After the widespread sociopathy of the 1990s—when people had to break all rules just to feed their families, and it was not unknown even for priests to steal from their flocks—a too-high proportion of the Russian population remains in a state of going through each day with little thought other than how to cheat and defraud its fellow man. Yet it is also a fact that you cannot lock up everyone (Всех не посадишь, as the Russians say) or you would have no country left.
The Kremlin’s solution has been to make conspicuous examples of some, while creating parallel structures to work around corrupt or incompetent state bodies and officials.
Probably the most prominent example of such a structure is the Investigative Committee of the Russian Federation, commonly known by its Russian initials, SK or SK RF, or less commonly by the acronym, Sledkom.

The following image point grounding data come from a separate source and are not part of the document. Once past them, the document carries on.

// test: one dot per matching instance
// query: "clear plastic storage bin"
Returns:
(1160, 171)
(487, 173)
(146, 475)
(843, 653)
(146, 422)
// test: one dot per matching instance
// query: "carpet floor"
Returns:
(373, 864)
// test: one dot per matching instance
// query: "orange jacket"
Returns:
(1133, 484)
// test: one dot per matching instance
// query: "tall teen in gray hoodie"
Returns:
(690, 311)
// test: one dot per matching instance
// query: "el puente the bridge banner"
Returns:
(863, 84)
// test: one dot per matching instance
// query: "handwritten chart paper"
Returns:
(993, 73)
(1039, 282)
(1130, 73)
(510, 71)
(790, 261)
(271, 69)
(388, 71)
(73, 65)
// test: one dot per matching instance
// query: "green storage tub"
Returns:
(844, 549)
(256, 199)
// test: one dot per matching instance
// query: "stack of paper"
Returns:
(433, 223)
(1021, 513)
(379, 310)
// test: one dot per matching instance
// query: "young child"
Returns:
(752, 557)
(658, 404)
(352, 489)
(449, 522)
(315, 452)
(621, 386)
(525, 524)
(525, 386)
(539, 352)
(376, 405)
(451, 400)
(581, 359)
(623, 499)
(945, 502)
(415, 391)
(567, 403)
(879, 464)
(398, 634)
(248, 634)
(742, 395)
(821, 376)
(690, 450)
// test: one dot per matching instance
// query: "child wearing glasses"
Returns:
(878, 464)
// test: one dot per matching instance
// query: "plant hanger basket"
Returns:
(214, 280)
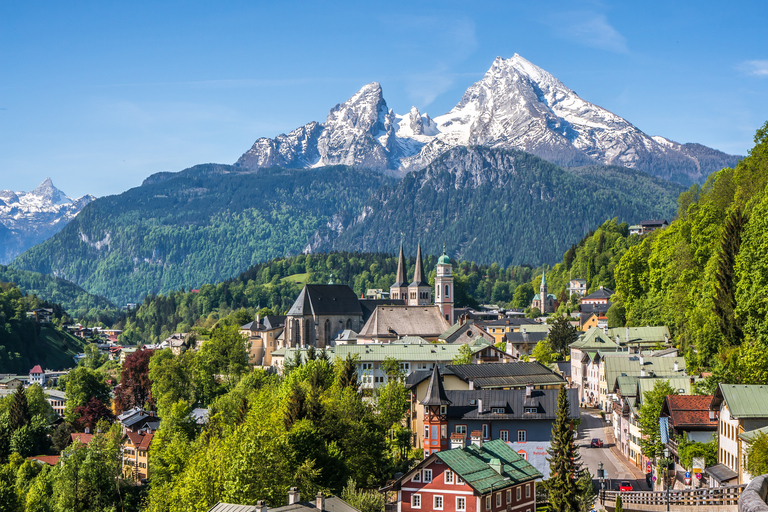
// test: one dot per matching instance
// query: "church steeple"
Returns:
(399, 289)
(419, 292)
(418, 273)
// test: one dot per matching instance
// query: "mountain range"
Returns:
(28, 218)
(516, 105)
(519, 170)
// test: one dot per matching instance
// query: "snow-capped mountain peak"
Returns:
(515, 105)
(32, 217)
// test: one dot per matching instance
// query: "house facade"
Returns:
(482, 477)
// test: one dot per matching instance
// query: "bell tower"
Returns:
(436, 405)
(444, 287)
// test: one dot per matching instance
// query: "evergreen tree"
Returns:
(19, 416)
(725, 279)
(564, 460)
(561, 335)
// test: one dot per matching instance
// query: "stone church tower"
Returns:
(419, 291)
(399, 289)
(444, 287)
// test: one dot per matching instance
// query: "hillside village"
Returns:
(481, 387)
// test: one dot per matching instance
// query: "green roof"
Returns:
(629, 366)
(639, 334)
(752, 434)
(472, 464)
(746, 401)
(595, 339)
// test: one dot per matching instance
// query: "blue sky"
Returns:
(99, 95)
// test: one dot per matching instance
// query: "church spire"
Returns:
(418, 273)
(400, 280)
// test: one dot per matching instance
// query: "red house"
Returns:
(483, 477)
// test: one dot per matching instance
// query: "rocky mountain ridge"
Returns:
(516, 105)
(28, 218)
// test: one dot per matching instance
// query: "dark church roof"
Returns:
(326, 299)
(435, 392)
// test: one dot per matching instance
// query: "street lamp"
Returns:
(601, 476)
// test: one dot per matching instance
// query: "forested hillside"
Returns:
(77, 302)
(706, 275)
(277, 283)
(203, 225)
(25, 343)
(504, 206)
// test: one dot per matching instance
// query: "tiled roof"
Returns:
(743, 401)
(326, 299)
(689, 411)
(472, 464)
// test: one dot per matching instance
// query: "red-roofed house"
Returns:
(690, 415)
(80, 437)
(51, 460)
(37, 376)
(135, 448)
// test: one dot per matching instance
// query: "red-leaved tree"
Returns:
(135, 389)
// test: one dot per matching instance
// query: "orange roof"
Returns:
(140, 441)
(83, 438)
(51, 460)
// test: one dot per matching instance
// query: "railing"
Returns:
(705, 497)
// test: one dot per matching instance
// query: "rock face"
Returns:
(28, 218)
(516, 105)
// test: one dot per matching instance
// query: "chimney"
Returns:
(320, 499)
(458, 441)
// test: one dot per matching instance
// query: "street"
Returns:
(617, 468)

The SK traces its history to 2007—when authority to make criminal charges was taken away from Russia’s Prosecutor General—and has existed in its current form since early 2011.
Today, the Office of the Prosecutor General is responsible for prosecutions only. It is the SK that investigates crimes and decides whom to bring to trial and on what charges.
Since it was brought out from under the Prosecutor General and made into an independent body reporting only to the President, the SK has been at the very center of the Kremlin’s anticorruption drive.